Bajó a la playa, se desnudó y nadó hasta los restos del barco para purificarse. Dijo a Naga y a Yabú que era la costumbre cuando enterraban a alguno de sus hombres en tierra. Tenía que hacerlo el capitán si no había nadie más y el mar lo purificaba ante su Dios, que era el Dios de los cristianos, pero no exactamente el Dios de los jesuítas.

Se colgó de uno de los armazones del barco y vio que el escaramujo había empezado a invadirlo y que la arena cubría la quilla a tres brazas de profundidad. Muy pronto, el mar lo haría desaparecer.

En la orilla, le esperaban algunos de sus siervos con ropa limpia. Se vistió, se ciñó los sables y regresó hacia el muelle. Cerca de él, uno de sus siervos señaló al cielo:

—¡Anjín-san!

Una paloma mensajera, perseguida por un halcón, aleteaba furiosamente en dirección a su palomar del pueblo. Cuando faltaban cien metros, el halcón se lanzó en picado. El golpe no fue certero. La paloma caía como si estuviera herida de muerte, pero antes de llegar al suelo se rehízo y huyó hacia el palomar, sin que su perseguidor pudiera alcanzarla. Todos gritaron de júbilo excepto Blackthorne. Ni siquiera el valor y la astucia de la paloma le impresionaban ya.

Blackthorne volvió a la galera. Allí estaban Yabú, la dama Sazuko, Kiri y el capitán. Todo estaba dispuesto.

— Yabú-san. ¿Ima Yedo ka? — preguntó.

Pero Yabú no contestó y nadie reparó en él. Todos estaban mirando a Naga que se dirigía rápidamente hacia el pueblo. Uno de los hombres encargados de las palomas salió a su encuentro. Naga abrió el pliego y leyó el mensaje: «La galera y toda su dotación debe esperar en Yokohama hasta mi llegada.» Lo firmaba Toranaga.

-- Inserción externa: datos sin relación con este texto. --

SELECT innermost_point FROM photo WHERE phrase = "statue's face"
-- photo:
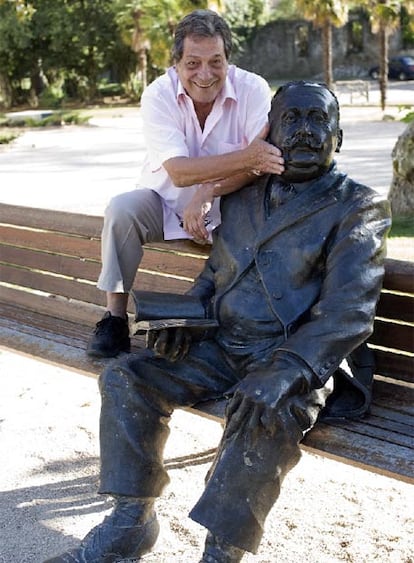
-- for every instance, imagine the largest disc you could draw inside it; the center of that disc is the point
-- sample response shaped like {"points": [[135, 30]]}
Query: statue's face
{"points": [[304, 125]]}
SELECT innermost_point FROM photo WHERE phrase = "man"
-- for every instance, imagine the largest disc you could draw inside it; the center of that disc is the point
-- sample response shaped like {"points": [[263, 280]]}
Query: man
{"points": [[293, 279], [203, 121]]}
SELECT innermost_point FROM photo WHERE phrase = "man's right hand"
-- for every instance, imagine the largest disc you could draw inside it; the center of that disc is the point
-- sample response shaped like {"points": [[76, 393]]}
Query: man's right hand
{"points": [[262, 157], [170, 343]]}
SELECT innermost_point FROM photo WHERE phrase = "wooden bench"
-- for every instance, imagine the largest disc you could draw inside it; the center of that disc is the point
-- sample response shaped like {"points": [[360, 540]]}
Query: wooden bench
{"points": [[49, 304]]}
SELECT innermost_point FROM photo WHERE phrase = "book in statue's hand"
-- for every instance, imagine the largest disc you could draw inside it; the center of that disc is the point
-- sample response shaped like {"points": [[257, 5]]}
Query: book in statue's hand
{"points": [[158, 311]]}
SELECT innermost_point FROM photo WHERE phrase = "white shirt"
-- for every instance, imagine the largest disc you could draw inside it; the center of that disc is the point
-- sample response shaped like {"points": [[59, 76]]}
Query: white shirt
{"points": [[171, 129]]}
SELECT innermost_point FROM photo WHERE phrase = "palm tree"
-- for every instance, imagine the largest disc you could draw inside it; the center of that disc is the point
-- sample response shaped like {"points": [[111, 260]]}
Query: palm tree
{"points": [[325, 14], [148, 26], [385, 18]]}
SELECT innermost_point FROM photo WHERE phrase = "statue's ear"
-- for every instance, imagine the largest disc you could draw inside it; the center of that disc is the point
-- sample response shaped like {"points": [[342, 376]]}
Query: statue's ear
{"points": [[340, 137]]}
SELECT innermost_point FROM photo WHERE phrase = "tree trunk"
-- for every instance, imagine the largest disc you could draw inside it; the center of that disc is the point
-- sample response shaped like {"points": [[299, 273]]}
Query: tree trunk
{"points": [[327, 53], [401, 193], [6, 93], [383, 78]]}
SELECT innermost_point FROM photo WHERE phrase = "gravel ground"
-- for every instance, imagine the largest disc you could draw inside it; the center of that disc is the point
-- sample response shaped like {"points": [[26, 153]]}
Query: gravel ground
{"points": [[328, 512]]}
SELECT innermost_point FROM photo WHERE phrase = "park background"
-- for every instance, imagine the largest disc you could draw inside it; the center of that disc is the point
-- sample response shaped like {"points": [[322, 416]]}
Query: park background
{"points": [[328, 512]]}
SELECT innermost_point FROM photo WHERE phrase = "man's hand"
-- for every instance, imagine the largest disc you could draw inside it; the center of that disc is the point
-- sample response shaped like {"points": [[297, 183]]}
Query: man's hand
{"points": [[262, 157], [170, 343], [261, 394], [196, 211]]}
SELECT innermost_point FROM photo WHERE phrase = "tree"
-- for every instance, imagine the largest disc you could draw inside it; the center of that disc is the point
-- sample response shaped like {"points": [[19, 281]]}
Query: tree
{"points": [[401, 193], [325, 14], [147, 27], [385, 18]]}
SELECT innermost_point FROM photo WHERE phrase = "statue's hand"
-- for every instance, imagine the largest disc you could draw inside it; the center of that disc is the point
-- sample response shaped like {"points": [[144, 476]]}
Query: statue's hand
{"points": [[170, 343], [261, 395]]}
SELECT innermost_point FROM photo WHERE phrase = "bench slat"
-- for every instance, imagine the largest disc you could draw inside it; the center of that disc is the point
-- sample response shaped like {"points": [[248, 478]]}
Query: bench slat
{"points": [[396, 306], [60, 221], [385, 332], [58, 264], [52, 242], [361, 450], [397, 366], [399, 276]]}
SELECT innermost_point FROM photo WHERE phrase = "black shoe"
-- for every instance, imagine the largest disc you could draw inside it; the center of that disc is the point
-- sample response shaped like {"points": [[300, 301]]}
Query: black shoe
{"points": [[111, 336], [129, 532], [217, 550]]}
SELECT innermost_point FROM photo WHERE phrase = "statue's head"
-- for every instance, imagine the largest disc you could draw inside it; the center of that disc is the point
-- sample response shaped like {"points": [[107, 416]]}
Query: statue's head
{"points": [[304, 124]]}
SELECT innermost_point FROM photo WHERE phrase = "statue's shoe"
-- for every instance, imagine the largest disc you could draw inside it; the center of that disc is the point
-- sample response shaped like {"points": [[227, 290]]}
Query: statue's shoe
{"points": [[218, 551], [124, 536]]}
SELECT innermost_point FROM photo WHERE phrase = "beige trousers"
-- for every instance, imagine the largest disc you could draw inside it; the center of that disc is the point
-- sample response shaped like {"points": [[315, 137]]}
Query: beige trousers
{"points": [[132, 219]]}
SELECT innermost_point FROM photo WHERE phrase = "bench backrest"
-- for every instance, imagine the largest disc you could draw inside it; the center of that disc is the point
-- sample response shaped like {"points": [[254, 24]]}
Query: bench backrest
{"points": [[50, 261]]}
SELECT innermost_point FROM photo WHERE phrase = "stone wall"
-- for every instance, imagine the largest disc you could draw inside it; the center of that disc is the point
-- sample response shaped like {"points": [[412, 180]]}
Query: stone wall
{"points": [[278, 51]]}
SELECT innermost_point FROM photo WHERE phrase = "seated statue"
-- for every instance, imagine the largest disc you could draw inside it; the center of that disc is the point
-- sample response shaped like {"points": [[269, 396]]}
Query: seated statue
{"points": [[292, 281]]}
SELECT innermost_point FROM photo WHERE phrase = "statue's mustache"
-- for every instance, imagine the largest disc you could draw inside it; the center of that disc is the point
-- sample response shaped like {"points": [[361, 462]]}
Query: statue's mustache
{"points": [[301, 140]]}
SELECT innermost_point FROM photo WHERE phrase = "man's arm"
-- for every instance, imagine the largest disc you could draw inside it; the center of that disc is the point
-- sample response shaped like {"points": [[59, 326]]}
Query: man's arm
{"points": [[258, 156]]}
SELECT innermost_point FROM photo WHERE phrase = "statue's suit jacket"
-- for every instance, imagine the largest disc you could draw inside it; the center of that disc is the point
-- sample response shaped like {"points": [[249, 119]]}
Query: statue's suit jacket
{"points": [[320, 259]]}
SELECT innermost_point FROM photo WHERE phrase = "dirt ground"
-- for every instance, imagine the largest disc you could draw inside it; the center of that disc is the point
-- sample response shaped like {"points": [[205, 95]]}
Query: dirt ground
{"points": [[328, 512]]}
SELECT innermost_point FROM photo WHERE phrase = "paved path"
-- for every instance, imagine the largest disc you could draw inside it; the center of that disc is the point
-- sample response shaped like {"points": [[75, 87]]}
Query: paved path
{"points": [[80, 168]]}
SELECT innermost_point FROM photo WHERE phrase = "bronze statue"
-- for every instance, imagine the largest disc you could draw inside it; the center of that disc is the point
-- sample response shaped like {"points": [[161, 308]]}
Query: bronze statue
{"points": [[292, 280]]}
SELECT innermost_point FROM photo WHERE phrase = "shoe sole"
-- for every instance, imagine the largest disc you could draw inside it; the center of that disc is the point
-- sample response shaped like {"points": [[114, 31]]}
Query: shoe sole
{"points": [[100, 354]]}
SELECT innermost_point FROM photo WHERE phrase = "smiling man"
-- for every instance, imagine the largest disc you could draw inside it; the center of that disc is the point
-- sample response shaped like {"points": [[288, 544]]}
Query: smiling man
{"points": [[204, 122], [292, 281]]}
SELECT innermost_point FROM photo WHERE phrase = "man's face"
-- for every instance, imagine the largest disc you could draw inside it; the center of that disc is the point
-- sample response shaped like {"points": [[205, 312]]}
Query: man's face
{"points": [[203, 68], [304, 125]]}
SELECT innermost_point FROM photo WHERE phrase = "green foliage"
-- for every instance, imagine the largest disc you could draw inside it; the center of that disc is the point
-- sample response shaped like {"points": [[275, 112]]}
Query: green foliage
{"points": [[6, 138], [243, 18], [52, 96], [111, 89], [57, 118]]}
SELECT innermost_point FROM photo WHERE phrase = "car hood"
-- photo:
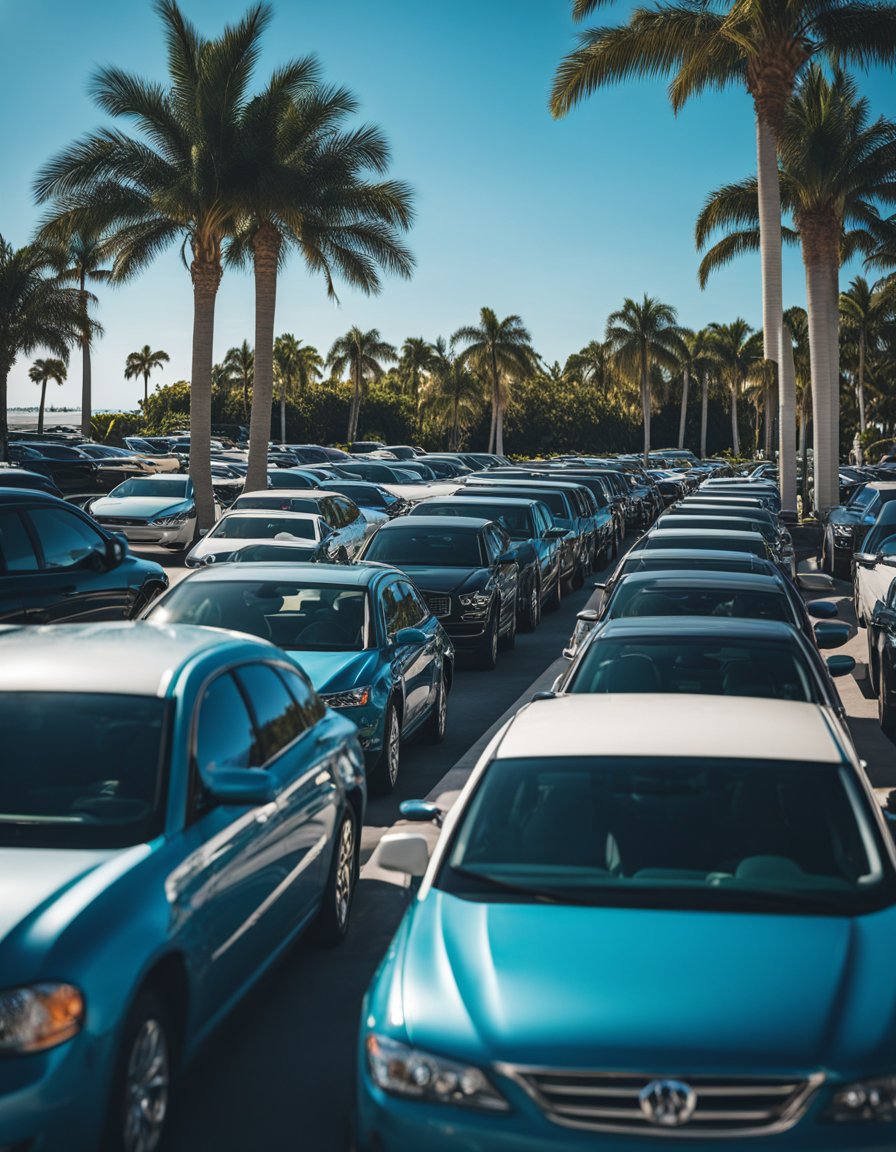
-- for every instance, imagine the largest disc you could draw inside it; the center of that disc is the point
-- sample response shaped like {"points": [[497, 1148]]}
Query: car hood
{"points": [[610, 987], [138, 507], [332, 672]]}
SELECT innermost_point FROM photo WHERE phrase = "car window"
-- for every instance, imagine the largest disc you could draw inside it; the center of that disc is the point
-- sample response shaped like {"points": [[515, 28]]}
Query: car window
{"points": [[278, 715], [66, 539], [16, 551], [225, 736]]}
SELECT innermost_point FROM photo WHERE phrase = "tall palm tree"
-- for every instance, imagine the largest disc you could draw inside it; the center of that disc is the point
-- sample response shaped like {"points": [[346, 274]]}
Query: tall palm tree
{"points": [[736, 349], [313, 188], [240, 364], [643, 335], [713, 44], [181, 179], [834, 164], [361, 354], [42, 372], [81, 262], [143, 363], [498, 350], [36, 311]]}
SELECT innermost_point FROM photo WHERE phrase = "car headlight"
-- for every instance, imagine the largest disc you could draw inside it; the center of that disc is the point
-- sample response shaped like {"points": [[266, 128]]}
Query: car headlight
{"points": [[355, 698], [871, 1099], [408, 1071], [478, 600], [38, 1017]]}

Los jinetes salvaron rápidamente la cresta de la colina al sol de la mañana. Venían delante los cincuenta hombres de la vanguardia y exploradores mandados por Buntaro. Después, los estandartes. A continuación, Toranaga. Detrás de él, el grueso de las fuerzas al mando de Omi. Les seguían el padre Alvito Tsukku-san y diez acólitos. Cerraba la marcha una pequeña retaguardia en la que venían halconeros con sus aves al puño, todas encapuchadas, menos un gran azor amarillo. Todos los samurais iban fuertemente armados con cotas de malla y corazas de combate.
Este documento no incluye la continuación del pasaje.